Shtetl: Mosedis Shtetl Project

En 1571, s’établit une colonie juive à Piltene (Latgale) qui fut le début d’une riche histoire ashkénaze dans l’est du pays. Les juifs participèrent activement à l’évolution des provinces lettones, même si, en comparaison avec les voisins lituaniens, ils avaient à souffrir des règles d’ostracisme dans les villes. Suite aux pogroms du XVIIème siècle en Russie et en Ukraine, de nombreuses familles vinrent s’installer aux alentours des villes lettones, mais la Grande Guerre du Nord (1700-1721) décima toute les populations du nord et de l’est du pays.
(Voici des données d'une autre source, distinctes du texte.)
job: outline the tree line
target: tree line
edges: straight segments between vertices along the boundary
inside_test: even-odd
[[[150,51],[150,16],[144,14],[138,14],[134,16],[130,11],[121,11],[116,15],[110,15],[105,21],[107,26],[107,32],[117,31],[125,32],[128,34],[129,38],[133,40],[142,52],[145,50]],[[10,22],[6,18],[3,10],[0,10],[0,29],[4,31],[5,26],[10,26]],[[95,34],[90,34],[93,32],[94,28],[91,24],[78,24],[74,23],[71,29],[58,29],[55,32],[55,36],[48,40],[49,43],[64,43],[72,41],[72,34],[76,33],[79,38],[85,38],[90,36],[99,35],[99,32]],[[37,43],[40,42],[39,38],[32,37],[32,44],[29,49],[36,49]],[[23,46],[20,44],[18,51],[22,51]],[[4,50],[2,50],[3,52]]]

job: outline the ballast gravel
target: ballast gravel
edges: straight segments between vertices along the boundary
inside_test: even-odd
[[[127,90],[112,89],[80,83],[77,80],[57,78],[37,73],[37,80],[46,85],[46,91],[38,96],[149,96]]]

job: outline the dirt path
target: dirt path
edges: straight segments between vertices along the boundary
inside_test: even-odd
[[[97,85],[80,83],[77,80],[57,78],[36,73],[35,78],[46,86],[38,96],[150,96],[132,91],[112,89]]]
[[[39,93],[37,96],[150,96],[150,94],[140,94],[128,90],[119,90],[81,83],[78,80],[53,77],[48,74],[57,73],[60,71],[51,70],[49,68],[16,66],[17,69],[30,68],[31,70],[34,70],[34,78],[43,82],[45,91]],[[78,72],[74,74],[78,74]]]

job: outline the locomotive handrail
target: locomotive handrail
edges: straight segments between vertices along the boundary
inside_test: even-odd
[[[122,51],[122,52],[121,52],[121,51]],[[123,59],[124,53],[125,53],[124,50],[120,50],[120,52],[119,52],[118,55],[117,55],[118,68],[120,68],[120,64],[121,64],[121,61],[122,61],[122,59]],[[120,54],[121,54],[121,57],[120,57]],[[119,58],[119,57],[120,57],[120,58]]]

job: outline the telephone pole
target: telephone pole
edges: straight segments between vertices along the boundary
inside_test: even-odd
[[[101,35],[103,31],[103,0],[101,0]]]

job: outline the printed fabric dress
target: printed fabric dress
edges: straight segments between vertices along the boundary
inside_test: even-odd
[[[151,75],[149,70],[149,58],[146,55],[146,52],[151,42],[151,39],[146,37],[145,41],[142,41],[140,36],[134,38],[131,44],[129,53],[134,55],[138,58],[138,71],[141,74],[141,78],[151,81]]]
Cependant des familles ashkénazes revinrent s’implanter durant le XVIIIème siècle et participèrent très activement au développement de l’économie et de l’industrie en Lettonie. Dans la Lettonie indépendante du début du XXème siècle, la communauté juive aida à la construction économique, politique et intellectuelle de la Lettonie moderne. Mais l’occupation nazie eut pour conséquence la disparition de 90% de la communauté juive. Cette communauté eut à souffrir un autre calvaire beaucoup moins connu : alors qu’elle ne représentait que 5% de la population à l’époque soviétique, elle représenta 12% des fusillés et déportés. Les lieux de la Shoah et les cimetières juifs furent soit rasés et recouverts de quartiers d’habitations par le pouvoir soviétique, soit (seulement pour un site en Lettonie) instrumentalisés pour fustiger les horreurs nazies et glorifier le pouvoir libérateur de l’armée soviétique.  La communauté juive actuelle se compose soit de descendants de victimes de la Shoah qui sont revenus sur les lieux de leurs origines, soit de récents immigrés de Russie. Elle est pour l’essentiel concentrée sur Riga. (4)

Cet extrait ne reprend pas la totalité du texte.